+1
madde madde hükumet ve cemaat in arası neden açıldı bunu yazmaya çalışacağım. ancak bütün maddeler nedenlerden ibaret olmayacak. bazı maddeler bilgi de içeriyor olacak. bu yüzden sabırla okuyun. bu yazının kaybedeni çok, önceden söylemiş olayım.
not: bu makalede yazılacak olan amerika ve israil devletlerinden kasıt aslında bütün planların arkasındaki tek ülke olan ingilteredir.

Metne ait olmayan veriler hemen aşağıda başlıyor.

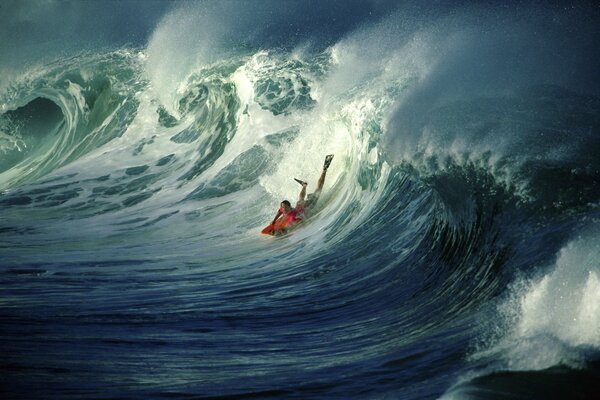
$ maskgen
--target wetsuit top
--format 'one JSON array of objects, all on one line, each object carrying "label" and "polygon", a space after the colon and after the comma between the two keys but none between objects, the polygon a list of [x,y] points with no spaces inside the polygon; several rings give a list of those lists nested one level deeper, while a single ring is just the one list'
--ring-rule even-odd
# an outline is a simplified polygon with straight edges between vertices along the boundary
[{"label": "wetsuit top", "polygon": [[[281,212],[283,212],[283,209],[280,209]],[[284,213],[283,215],[283,219],[285,221],[285,225],[290,225],[290,224],[295,224],[297,222],[302,221],[302,213],[303,213],[303,209],[301,207],[296,207],[294,209],[292,209],[289,213]]]}]

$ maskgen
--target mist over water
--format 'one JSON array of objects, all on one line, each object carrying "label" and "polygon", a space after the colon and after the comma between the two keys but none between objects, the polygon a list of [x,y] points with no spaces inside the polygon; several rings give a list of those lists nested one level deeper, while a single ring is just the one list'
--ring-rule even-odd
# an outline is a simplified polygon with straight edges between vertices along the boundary
[{"label": "mist over water", "polygon": [[593,398],[599,20],[3,3],[0,393]]}]

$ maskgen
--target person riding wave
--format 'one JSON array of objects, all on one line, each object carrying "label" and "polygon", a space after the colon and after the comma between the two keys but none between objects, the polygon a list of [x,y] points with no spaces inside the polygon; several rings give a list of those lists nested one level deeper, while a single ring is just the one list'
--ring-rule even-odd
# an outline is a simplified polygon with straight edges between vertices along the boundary
[{"label": "person riding wave", "polygon": [[296,207],[292,208],[292,205],[288,200],[283,200],[280,204],[279,210],[277,211],[277,215],[275,215],[275,218],[273,218],[273,222],[271,222],[269,227],[263,230],[263,233],[268,233],[270,235],[285,233],[289,228],[302,221],[305,211],[314,207],[319,199],[319,196],[321,195],[321,191],[325,183],[325,176],[327,175],[327,169],[329,168],[332,159],[333,154],[329,154],[325,157],[323,171],[321,172],[321,176],[317,181],[317,189],[314,191],[314,193],[306,196],[306,187],[308,186],[308,183],[294,178],[296,182],[302,185],[302,190],[300,190]]}]

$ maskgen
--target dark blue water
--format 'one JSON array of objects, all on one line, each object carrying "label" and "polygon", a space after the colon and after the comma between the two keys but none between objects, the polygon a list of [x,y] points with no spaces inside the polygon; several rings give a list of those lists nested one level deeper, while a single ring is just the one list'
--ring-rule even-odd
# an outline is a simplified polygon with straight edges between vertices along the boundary
[{"label": "dark blue water", "polygon": [[3,398],[595,398],[597,8],[341,3],[0,8]]}]

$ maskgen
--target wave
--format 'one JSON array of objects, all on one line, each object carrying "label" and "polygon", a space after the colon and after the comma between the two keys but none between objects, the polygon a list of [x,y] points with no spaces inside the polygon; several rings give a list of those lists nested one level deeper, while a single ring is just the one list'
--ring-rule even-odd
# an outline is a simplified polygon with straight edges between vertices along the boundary
[{"label": "wave", "polygon": [[[537,73],[553,52],[585,59],[590,28],[537,48],[510,11],[502,25],[485,8],[419,19],[377,3],[315,32],[301,4],[180,4],[146,46],[2,86],[9,375],[38,371],[56,397],[97,394],[91,363],[115,397],[517,397],[557,374],[592,387],[600,101],[585,68]],[[579,15],[533,10],[554,40]],[[261,237],[329,153],[314,215]],[[25,325],[36,349],[73,334],[61,357],[33,356]],[[119,363],[124,346],[139,368]]]}]

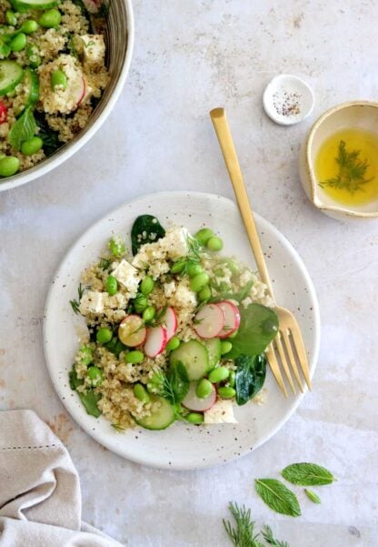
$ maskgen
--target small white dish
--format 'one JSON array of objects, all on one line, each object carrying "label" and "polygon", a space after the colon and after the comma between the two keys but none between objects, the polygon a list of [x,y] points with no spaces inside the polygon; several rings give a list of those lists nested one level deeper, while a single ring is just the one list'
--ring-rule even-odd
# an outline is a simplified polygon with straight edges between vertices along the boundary
[{"label": "small white dish", "polygon": [[266,86],[263,105],[267,116],[281,126],[293,126],[313,112],[315,99],[310,86],[302,78],[282,74]]},{"label": "small white dish", "polygon": [[[75,299],[81,272],[98,259],[112,234],[130,237],[138,215],[155,215],[164,226],[185,226],[192,232],[207,226],[224,239],[225,256],[235,256],[255,268],[239,210],[230,199],[200,192],[162,192],[126,203],[91,227],[63,259],[48,293],[44,321],[47,368],[63,404],[74,420],[114,452],[151,467],[194,470],[232,461],[268,441],[289,420],[303,394],[285,399],[270,371],[264,387],[265,404],[235,407],[237,424],[194,427],[176,422],[167,430],[142,428],[117,433],[104,418],[86,414],[77,393],[70,389],[68,372],[78,348],[83,318],[69,300]],[[295,312],[308,352],[311,375],[319,351],[320,322],[316,295],[301,258],[269,222],[255,215],[277,301]]]}]

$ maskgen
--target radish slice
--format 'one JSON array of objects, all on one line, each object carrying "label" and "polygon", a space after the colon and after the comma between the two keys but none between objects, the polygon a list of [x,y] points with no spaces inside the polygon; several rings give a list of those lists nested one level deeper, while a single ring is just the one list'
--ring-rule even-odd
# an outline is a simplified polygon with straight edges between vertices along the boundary
[{"label": "radish slice", "polygon": [[128,315],[120,323],[118,338],[123,344],[134,348],[145,340],[147,329],[144,321],[138,315]]},{"label": "radish slice", "polygon": [[230,300],[218,302],[218,306],[224,314],[224,326],[218,336],[227,338],[239,329],[240,312],[238,308]]},{"label": "radish slice", "polygon": [[205,399],[200,399],[195,395],[195,388],[197,386],[197,382],[193,381],[190,384],[189,391],[187,395],[183,400],[183,404],[184,407],[189,409],[189,410],[194,410],[194,412],[204,412],[204,410],[208,410],[212,408],[216,400],[216,390],[213,386],[213,391],[208,395]]},{"label": "radish slice", "polygon": [[167,341],[169,341],[177,330],[177,316],[173,308],[169,307],[166,309],[162,318],[162,323],[166,329]]},{"label": "radish slice", "polygon": [[215,338],[224,327],[224,313],[218,304],[206,304],[195,316],[194,330],[201,338]]},{"label": "radish slice", "polygon": [[144,353],[147,357],[157,357],[165,349],[168,341],[165,327],[149,327],[144,344]]}]

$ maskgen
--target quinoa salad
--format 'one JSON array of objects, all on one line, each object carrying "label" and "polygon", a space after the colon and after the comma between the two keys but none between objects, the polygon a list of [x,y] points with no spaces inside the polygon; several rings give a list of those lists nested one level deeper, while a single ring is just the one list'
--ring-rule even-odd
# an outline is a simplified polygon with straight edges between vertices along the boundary
[{"label": "quinoa salad", "polygon": [[100,0],[1,0],[0,182],[88,123],[105,88]]},{"label": "quinoa salad", "polygon": [[70,304],[87,329],[69,380],[88,414],[118,431],[202,427],[262,401],[278,319],[257,274],[222,248],[209,228],[142,215],[130,249],[114,236],[83,272]]}]

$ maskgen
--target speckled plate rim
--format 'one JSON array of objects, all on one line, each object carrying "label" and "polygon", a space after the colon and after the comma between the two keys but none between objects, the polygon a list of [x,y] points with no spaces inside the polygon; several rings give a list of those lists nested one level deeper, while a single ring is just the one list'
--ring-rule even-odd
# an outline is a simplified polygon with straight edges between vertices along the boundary
[{"label": "speckled plate rim", "polygon": [[[66,394],[66,391],[63,387],[62,381],[60,381],[60,380],[57,378],[57,376],[55,374],[55,366],[54,366],[54,363],[55,363],[54,350],[51,349],[51,345],[49,345],[49,343],[48,343],[48,341],[49,341],[49,317],[50,317],[50,313],[53,313],[52,307],[54,307],[54,299],[55,299],[55,291],[57,290],[57,287],[58,287],[58,285],[55,284],[55,280],[59,278],[60,271],[65,268],[65,264],[68,260],[70,255],[72,253],[74,253],[76,248],[83,248],[84,242],[86,240],[88,236],[91,235],[92,230],[94,230],[96,228],[98,228],[103,223],[108,222],[112,217],[116,216],[121,211],[125,209],[125,208],[128,208],[131,206],[137,206],[139,202],[143,202],[146,198],[150,198],[151,200],[153,200],[153,199],[158,200],[159,198],[164,199],[164,198],[166,198],[167,197],[175,198],[175,197],[180,197],[180,196],[182,196],[182,197],[188,196],[188,197],[191,197],[194,198],[214,198],[214,200],[222,200],[224,203],[227,202],[228,204],[232,204],[234,207],[235,207],[234,202],[232,201],[231,199],[229,199],[227,198],[224,198],[222,196],[217,196],[214,194],[209,194],[209,193],[205,193],[205,192],[170,191],[170,192],[156,192],[154,194],[142,196],[139,198],[136,198],[133,201],[124,203],[121,207],[119,207],[116,209],[114,209],[113,211],[110,211],[109,213],[104,215],[102,218],[100,218],[97,222],[93,224],[87,230],[85,230],[84,232],[84,234],[70,248],[70,249],[67,251],[67,253],[64,257],[63,260],[61,261],[61,263],[53,278],[53,280],[50,285],[50,288],[49,288],[49,290],[47,293],[47,297],[46,297],[45,312],[44,312],[43,339],[44,339],[45,357],[47,370],[48,370],[53,386],[54,386],[57,395],[59,396],[61,402],[65,407],[68,413],[72,416],[72,418],[74,418],[74,420],[76,421],[76,423],[88,435],[90,435],[92,438],[94,438],[95,441],[97,441],[97,442],[99,442],[100,444],[102,444],[103,446],[104,446],[105,448],[110,450],[111,451],[113,451],[124,458],[126,458],[127,460],[134,461],[136,463],[147,465],[149,467],[154,467],[157,469],[176,470],[176,471],[193,471],[193,470],[214,467],[217,465],[221,465],[222,463],[226,463],[226,462],[234,461],[237,458],[244,456],[244,455],[250,453],[251,451],[256,450],[259,446],[262,446],[263,444],[264,444],[269,439],[271,439],[274,435],[275,435],[275,433],[277,433],[279,431],[279,430],[281,430],[281,428],[290,419],[290,417],[295,411],[295,410],[301,403],[302,400],[303,399],[304,395],[306,394],[307,390],[305,390],[303,393],[297,394],[295,397],[291,398],[292,404],[291,404],[290,408],[288,409],[288,410],[281,416],[280,420],[277,420],[276,426],[274,428],[271,429],[271,431],[269,431],[269,432],[267,432],[266,434],[261,436],[261,438],[259,439],[259,441],[254,443],[254,447],[251,447],[250,449],[243,450],[236,456],[233,456],[233,457],[229,458],[228,460],[224,460],[224,461],[217,461],[214,462],[214,461],[207,461],[204,462],[196,463],[194,465],[185,465],[185,464],[182,465],[179,462],[174,462],[174,465],[169,465],[167,462],[162,462],[162,461],[156,461],[154,454],[140,454],[138,457],[131,457],[129,454],[127,454],[127,448],[126,448],[126,450],[124,450],[124,446],[121,447],[119,445],[119,443],[116,442],[116,441],[115,441],[116,437],[114,437],[114,441],[110,441],[108,439],[104,439],[103,437],[103,435],[101,434],[101,431],[98,431],[95,430],[95,428],[92,427],[94,425],[93,420],[94,419],[93,417],[88,416],[85,413],[84,407],[76,406],[75,404],[70,404],[70,400],[66,399],[65,397],[65,394]],[[154,214],[156,214],[156,213],[154,213]],[[258,215],[256,213],[254,216],[255,216],[256,223],[258,225],[258,228],[263,228],[263,229],[266,230],[267,232],[270,232],[273,235],[273,237],[275,238],[283,245],[284,249],[288,252],[290,258],[295,262],[295,266],[298,268],[298,269],[303,276],[303,279],[305,279],[309,298],[311,299],[311,302],[312,302],[312,309],[313,309],[312,313],[313,313],[313,327],[314,327],[313,333],[313,350],[312,354],[309,356],[310,374],[311,374],[311,377],[313,378],[314,370],[316,367],[316,363],[318,360],[319,347],[320,347],[320,312],[319,312],[319,304],[318,304],[318,300],[316,298],[314,287],[313,285],[313,282],[311,280],[311,278],[309,276],[309,273],[307,272],[307,269],[306,269],[303,262],[302,261],[301,258],[299,257],[296,250],[293,248],[291,243],[270,222],[268,222],[263,217],[261,217],[260,215]],[[88,418],[90,420],[88,420]],[[99,420],[104,420],[104,419],[100,417]],[[96,421],[98,421],[98,420],[96,420]],[[165,431],[169,431],[169,429],[165,430]]]}]

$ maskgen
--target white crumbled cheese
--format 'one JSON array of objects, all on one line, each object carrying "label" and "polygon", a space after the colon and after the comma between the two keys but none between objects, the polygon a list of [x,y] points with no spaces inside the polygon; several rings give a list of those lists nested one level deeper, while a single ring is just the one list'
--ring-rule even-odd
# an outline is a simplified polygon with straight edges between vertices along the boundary
[{"label": "white crumbled cheese", "polygon": [[233,401],[217,400],[211,409],[204,412],[204,423],[237,423],[234,416]]},{"label": "white crumbled cheese", "polygon": [[158,240],[160,248],[164,250],[172,260],[184,257],[188,253],[189,232],[182,227],[170,228],[165,236]]},{"label": "white crumbled cheese", "polygon": [[136,268],[130,264],[130,262],[124,259],[121,260],[118,266],[112,271],[112,276],[127,289],[131,298],[136,296],[141,276]]},{"label": "white crumbled cheese", "polygon": [[93,69],[104,66],[105,43],[103,35],[85,35],[83,40],[84,64]]},{"label": "white crumbled cheese", "polygon": [[97,292],[95,290],[88,290],[85,292],[80,300],[79,310],[83,315],[88,313],[104,313],[106,303],[107,292]]}]

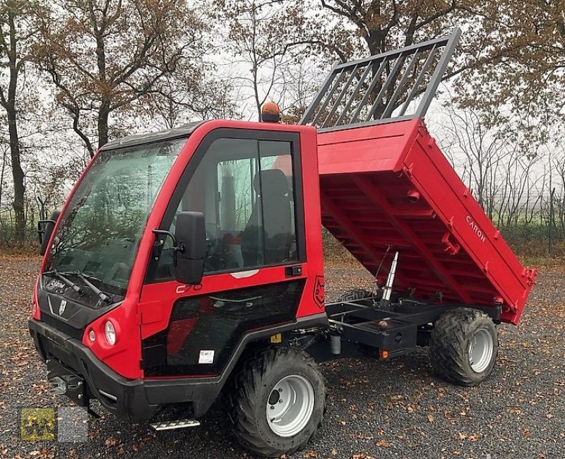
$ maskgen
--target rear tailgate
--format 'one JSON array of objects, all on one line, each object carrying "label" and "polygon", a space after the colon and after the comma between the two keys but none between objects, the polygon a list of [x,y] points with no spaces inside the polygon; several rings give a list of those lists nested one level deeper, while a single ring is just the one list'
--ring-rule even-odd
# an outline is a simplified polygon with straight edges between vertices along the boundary
[{"label": "rear tailgate", "polygon": [[318,143],[323,223],[373,274],[381,266],[381,283],[398,250],[396,290],[501,304],[502,320],[518,323],[535,270],[522,266],[423,121],[323,133]]}]

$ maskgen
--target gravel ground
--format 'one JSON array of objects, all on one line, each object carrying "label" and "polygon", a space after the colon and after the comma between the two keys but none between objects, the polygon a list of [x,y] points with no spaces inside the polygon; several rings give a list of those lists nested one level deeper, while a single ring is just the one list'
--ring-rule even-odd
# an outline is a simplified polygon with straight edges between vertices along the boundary
[{"label": "gravel ground", "polygon": [[[64,407],[47,393],[44,366],[26,321],[37,257],[0,256],[0,457],[249,458],[218,404],[193,429],[154,432],[109,414],[88,422],[82,443],[20,440],[30,407]],[[541,270],[518,327],[500,327],[498,364],[478,388],[436,379],[424,350],[386,363],[344,359],[321,366],[329,407],[323,427],[297,458],[565,458],[564,268]],[[349,264],[326,270],[331,299],[367,282]]]}]

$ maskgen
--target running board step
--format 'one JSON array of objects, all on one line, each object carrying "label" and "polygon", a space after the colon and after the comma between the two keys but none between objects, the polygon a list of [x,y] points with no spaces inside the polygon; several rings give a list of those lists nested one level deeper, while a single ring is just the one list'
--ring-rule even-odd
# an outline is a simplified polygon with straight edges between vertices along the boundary
[{"label": "running board step", "polygon": [[198,427],[200,422],[195,419],[179,419],[168,422],[155,422],[150,424],[155,430],[172,430],[173,429],[184,429],[185,427]]}]

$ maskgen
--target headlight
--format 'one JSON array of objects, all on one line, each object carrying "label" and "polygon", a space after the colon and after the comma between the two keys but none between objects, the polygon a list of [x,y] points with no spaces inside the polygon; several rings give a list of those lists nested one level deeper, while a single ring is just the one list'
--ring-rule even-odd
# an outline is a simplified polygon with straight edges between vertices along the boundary
[{"label": "headlight", "polygon": [[106,333],[106,340],[110,345],[116,344],[116,330],[114,328],[114,324],[108,321],[104,326],[104,331]]}]

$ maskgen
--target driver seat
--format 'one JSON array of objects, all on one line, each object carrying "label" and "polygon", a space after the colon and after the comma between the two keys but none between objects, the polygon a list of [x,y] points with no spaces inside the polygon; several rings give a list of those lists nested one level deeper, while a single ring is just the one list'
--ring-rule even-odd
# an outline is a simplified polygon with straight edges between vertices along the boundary
[{"label": "driver seat", "polygon": [[287,177],[279,169],[259,171],[254,177],[253,187],[257,198],[242,232],[244,266],[282,263],[288,258],[292,246],[291,198]]}]

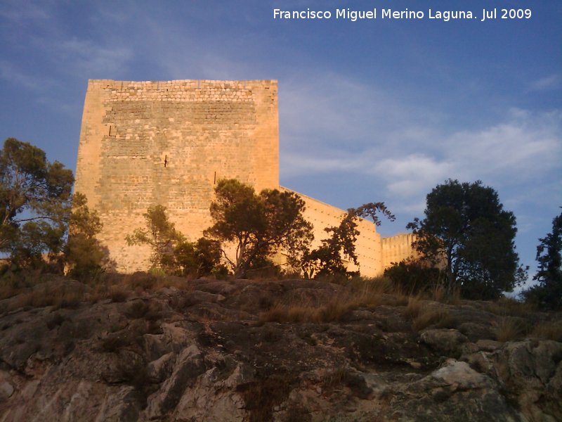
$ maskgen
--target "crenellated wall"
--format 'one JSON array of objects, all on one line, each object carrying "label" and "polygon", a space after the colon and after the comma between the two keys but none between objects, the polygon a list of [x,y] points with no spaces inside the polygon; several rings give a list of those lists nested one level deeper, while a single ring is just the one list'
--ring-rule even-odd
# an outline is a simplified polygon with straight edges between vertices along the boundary
[{"label": "crenellated wall", "polygon": [[75,189],[99,212],[119,270],[148,267],[148,249],[124,238],[149,206],[196,239],[219,179],[279,186],[277,101],[276,81],[89,82]]},{"label": "crenellated wall", "polygon": [[[150,205],[166,207],[190,240],[201,236],[211,225],[209,207],[222,178],[256,191],[280,188],[277,81],[89,81],[75,190],[99,212],[99,238],[118,270],[148,268],[148,248],[128,246],[125,236],[145,226]],[[318,245],[327,236],[325,227],[339,225],[344,211],[301,196]],[[407,239],[381,240],[367,220],[358,229],[362,275],[377,275],[406,253]]]}]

1- fethullah gülen amerika’ya yerleşmese idi dünyanın dört bir yanında okullar açılmayacaktı. amerika buna müsaade etmezdi. orta doğu’da türkiye gibi bir müttefiki elde tutmanın yolu sadece hükumet ile iyi ilişkiler kurmak anldıbına gelmez, halkın sevdiği kanaat lideri olarak tanıdığı şahısları da kontrol etmekten geçiyordu. amerika türkiye’de bir kaç kanaat liderini kontrol altına alabildi. daha fazla kanaat liderine nüfuz edemeyince kendisi kanaat liderleri ortaya çıkarmaya çalıştı (iskender evrenosoğlu, a.o v.b) kendi yarattıkları kanaat önderleri tek tek ellerinde patlayınca (kimi sapık çıktı, kimi kedi meraklısı) ellerinde kala kala fethullah gülen kalacağını anladılar bu yüzden fethullah gülen’i her anlamda desteklediler. fark ettiyseniz rusya (putin ve medvedev) ülkesinden önce sermaye baronlarını kovdu, sonra da gülen okulları gibi tehlike arz edebilecek yapılanmalara yasak getirdi. mesela rusya’da gülen gurubu’nun okulları tek tek kapatılırken süleymanlı cemaati’nin yurtlarına hiç dokunulmadı. bununla ilgili rusya’dan türkiye’ye özel bir ekibin gelip buradaki suleymanlı cemaati’ne ait yurtları tek tek gezdiğini ve bu cemaatin tamamen ıslah çalışması yaptığına kanaat getirip bunu rapor olarak putin’e sunduğunu biliyor muydunuz? aynı çalışmayı gülen okullarında da yaptılar ancak bu okullarda devletlere nufuz edebilmek adına insanlar yetiştirildiğini anladıkları zaman bütün okulları tek tek kapattılar. diğer ülkeler de aynı şeyi yapacaklardı ancak amerika buna müsade etmedi ve gülen okullarının dünya çapında yayılmasına müsaade etti. tek şartla ; o da gülen’in amerika’da kendi kontrolleri altında kalmasıydı.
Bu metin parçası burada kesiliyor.